Le voyage déplace l’esprit tout autant que le corps, et cette double mise enjeu permet à l’écrivain d’atteindre, au-delà de l’étrangeté qu’il traverse, une autre dimension de lui-même. Elle transforme le retour en expérience nouvelle. «Le plaisir spécifique du voyage, écrit Proust dans A l’ombre des jeunes filles en fleur, c’est de rendre la différence entre le départ et l’arrivée non pas aussi insensible, mais aussi profonde qu’on peut, de la ressentir dans sa totalité, intacte, telle qu’elle était notre pensée quand notre imagination nous portait du lieu où nous vivons jusqu’au cœur d’un lieu désiré.» Ce plaisir accompagne l’écrivain jusqu’au mouvement final du retour. Le voyage se distingue en effet du nomade en ce qu’il intègre la possibilité du retour dans son itinéraire, même si c’est pour mieux repartir. Le voyage comme «état d’esprit», avec comme viatique les livres de prédécesseurs plus ou moins éloignés dans le temps - récits d’explorateurs comme François Bernier en Inde ou Paul-Emile Victor aux pôles, chroniques des lointains comme celle du père Labat aux Antilles, romans de Stevenson, Conrad, London ou Melville, Henry de Monfreid ou Kessel, carnets d’ethnologues comme Michel Leiris, Claude Lévi-Strauss ou Théodore Monod, ouvrages de femmes en quête d’harmonie, comme Alexandra David-Néel ou Ella Maillart : ce mouvement vers l’Ailleurs, devient, dans les années 1970, un phénomène de société s’étendant bien au-delà de ses initiateurs considérés, à l’origine, comme des marginaux. L’éloge du voyage devient une posture commune, revendiquée comme une philosophie de l’existence, qui engendre des pratiques nouvelles.

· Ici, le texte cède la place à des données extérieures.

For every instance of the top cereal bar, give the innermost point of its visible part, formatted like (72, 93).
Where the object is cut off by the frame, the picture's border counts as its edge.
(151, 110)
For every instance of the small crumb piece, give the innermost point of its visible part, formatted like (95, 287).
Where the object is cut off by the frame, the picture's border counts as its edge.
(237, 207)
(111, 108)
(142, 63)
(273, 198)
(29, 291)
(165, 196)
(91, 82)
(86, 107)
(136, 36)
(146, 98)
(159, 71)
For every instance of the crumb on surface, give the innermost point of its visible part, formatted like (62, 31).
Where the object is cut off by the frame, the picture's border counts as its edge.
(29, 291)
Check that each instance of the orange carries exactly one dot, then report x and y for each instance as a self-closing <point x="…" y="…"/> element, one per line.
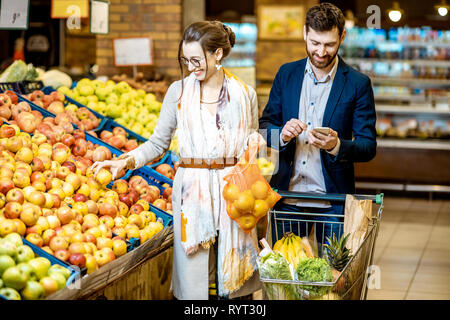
<point x="260" y="209"/>
<point x="260" y="189"/>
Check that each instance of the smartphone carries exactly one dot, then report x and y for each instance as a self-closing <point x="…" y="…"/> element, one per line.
<point x="323" y="130"/>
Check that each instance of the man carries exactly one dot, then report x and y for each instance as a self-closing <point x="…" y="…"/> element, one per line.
<point x="319" y="91"/>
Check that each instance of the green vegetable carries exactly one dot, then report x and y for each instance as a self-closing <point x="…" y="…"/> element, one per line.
<point x="19" y="71"/>
<point x="55" y="78"/>
<point x="314" y="270"/>
<point x="275" y="266"/>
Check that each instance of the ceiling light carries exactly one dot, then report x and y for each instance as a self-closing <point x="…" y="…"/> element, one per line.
<point x="395" y="13"/>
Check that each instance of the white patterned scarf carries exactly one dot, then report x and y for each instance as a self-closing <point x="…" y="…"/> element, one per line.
<point x="203" y="208"/>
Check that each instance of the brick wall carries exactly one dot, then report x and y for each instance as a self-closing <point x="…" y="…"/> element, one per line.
<point x="159" y="19"/>
<point x="271" y="54"/>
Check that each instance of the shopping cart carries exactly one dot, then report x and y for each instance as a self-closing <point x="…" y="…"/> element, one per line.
<point x="351" y="284"/>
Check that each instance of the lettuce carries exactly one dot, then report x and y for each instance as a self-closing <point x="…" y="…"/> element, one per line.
<point x="314" y="270"/>
<point x="275" y="266"/>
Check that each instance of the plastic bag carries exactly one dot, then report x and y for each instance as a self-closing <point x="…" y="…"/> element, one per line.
<point x="248" y="195"/>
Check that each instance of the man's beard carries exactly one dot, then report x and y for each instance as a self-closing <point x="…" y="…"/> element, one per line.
<point x="324" y="64"/>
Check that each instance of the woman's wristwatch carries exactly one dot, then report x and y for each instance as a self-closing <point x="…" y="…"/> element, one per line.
<point x="130" y="162"/>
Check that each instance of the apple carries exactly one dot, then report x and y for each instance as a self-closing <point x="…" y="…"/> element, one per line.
<point x="15" y="278"/>
<point x="20" y="227"/>
<point x="40" y="266"/>
<point x="35" y="239"/>
<point x="57" y="243"/>
<point x="48" y="235"/>
<point x="119" y="247"/>
<point x="102" y="258"/>
<point x="160" y="203"/>
<point x="49" y="285"/>
<point x="29" y="216"/>
<point x="15" y="195"/>
<point x="65" y="214"/>
<point x="78" y="259"/>
<point x="13" y="210"/>
<point x="6" y="184"/>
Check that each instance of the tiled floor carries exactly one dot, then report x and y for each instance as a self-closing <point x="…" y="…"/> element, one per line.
<point x="412" y="251"/>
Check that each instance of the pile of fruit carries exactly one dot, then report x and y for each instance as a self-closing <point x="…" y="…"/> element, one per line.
<point x="248" y="206"/>
<point x="82" y="117"/>
<point x="48" y="195"/>
<point x="131" y="108"/>
<point x="118" y="138"/>
<point x="23" y="275"/>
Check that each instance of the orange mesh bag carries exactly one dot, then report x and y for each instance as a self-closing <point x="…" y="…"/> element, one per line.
<point x="247" y="193"/>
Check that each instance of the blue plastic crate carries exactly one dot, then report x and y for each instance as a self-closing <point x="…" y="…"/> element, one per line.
<point x="103" y="119"/>
<point x="74" y="274"/>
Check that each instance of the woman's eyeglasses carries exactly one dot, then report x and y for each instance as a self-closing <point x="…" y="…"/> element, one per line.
<point x="194" y="61"/>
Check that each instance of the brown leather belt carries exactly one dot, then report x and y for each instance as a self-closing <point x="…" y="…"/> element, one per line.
<point x="198" y="163"/>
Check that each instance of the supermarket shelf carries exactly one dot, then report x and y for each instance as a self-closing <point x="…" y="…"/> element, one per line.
<point x="411" y="109"/>
<point x="413" y="144"/>
<point x="412" y="82"/>
<point x="403" y="187"/>
<point x="436" y="44"/>
<point x="416" y="62"/>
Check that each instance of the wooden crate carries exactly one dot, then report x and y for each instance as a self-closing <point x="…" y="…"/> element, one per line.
<point x="128" y="265"/>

Les sociétés humaines ont toujours attendu de ceux qui fait l’expérience de l’autre et de l’ailleurs, d’un au-delà du quotidien et du connu et de leur «être-au-monde», un enrichissement des connaissances et des mythes ou simplement un renouvellement des histoires colportées à la veillée parle récit des épisodes extraordinaires ponctuant l’itinéraire du voyageur. Dans le dernier quart du XXe siècle, le public n’est plus le simple auditeur ou lecteur émerveillé : il est directement concerné par l’acte du voyage. Il est un acteur de la mutation de la société entraînant un besoin de liberté et de découverte étendu à l’échelle du monde. Si depuis le début du XIXe siècle, on prisait le voyage en Orient - qui commençait en Espagne et finissant rarement au-delà du Maroc - nombreux furent, à l’orée du siècle suivant, les Claudel, les Farrère, les Loti et les Segalen à chercher les dernières traces d’aventure, de plus en plus loin, aux confins extrêmes de l’Orient. Les deux derniers ont d’ailleurs poussé particulièrement loin et longtemps leurs pérégrinations respectives. Ainsi, quand Segalen quittait la Polynésie pour se rendre en Chine, il manquait de quelques années son confrère Pierre Loti qui quittait la Chine après l’insurrection des Boxers en 1900. Tous deux avaient des conceptions très différentes de l’exotisme et cherchaient à se démarquer à leur manière de la tradition du récit de voyage qui veut que l’auteur compare le pays visité avec son pays d’origine. Sur ce point, Loti préférait comparer les pays visités entre eux, mêlant les différents exotismes, quand Segalen tentait de porter sur l’autre un regard innocent et dépourvu de tout préjugé, le regard de l’autre sur l’autre.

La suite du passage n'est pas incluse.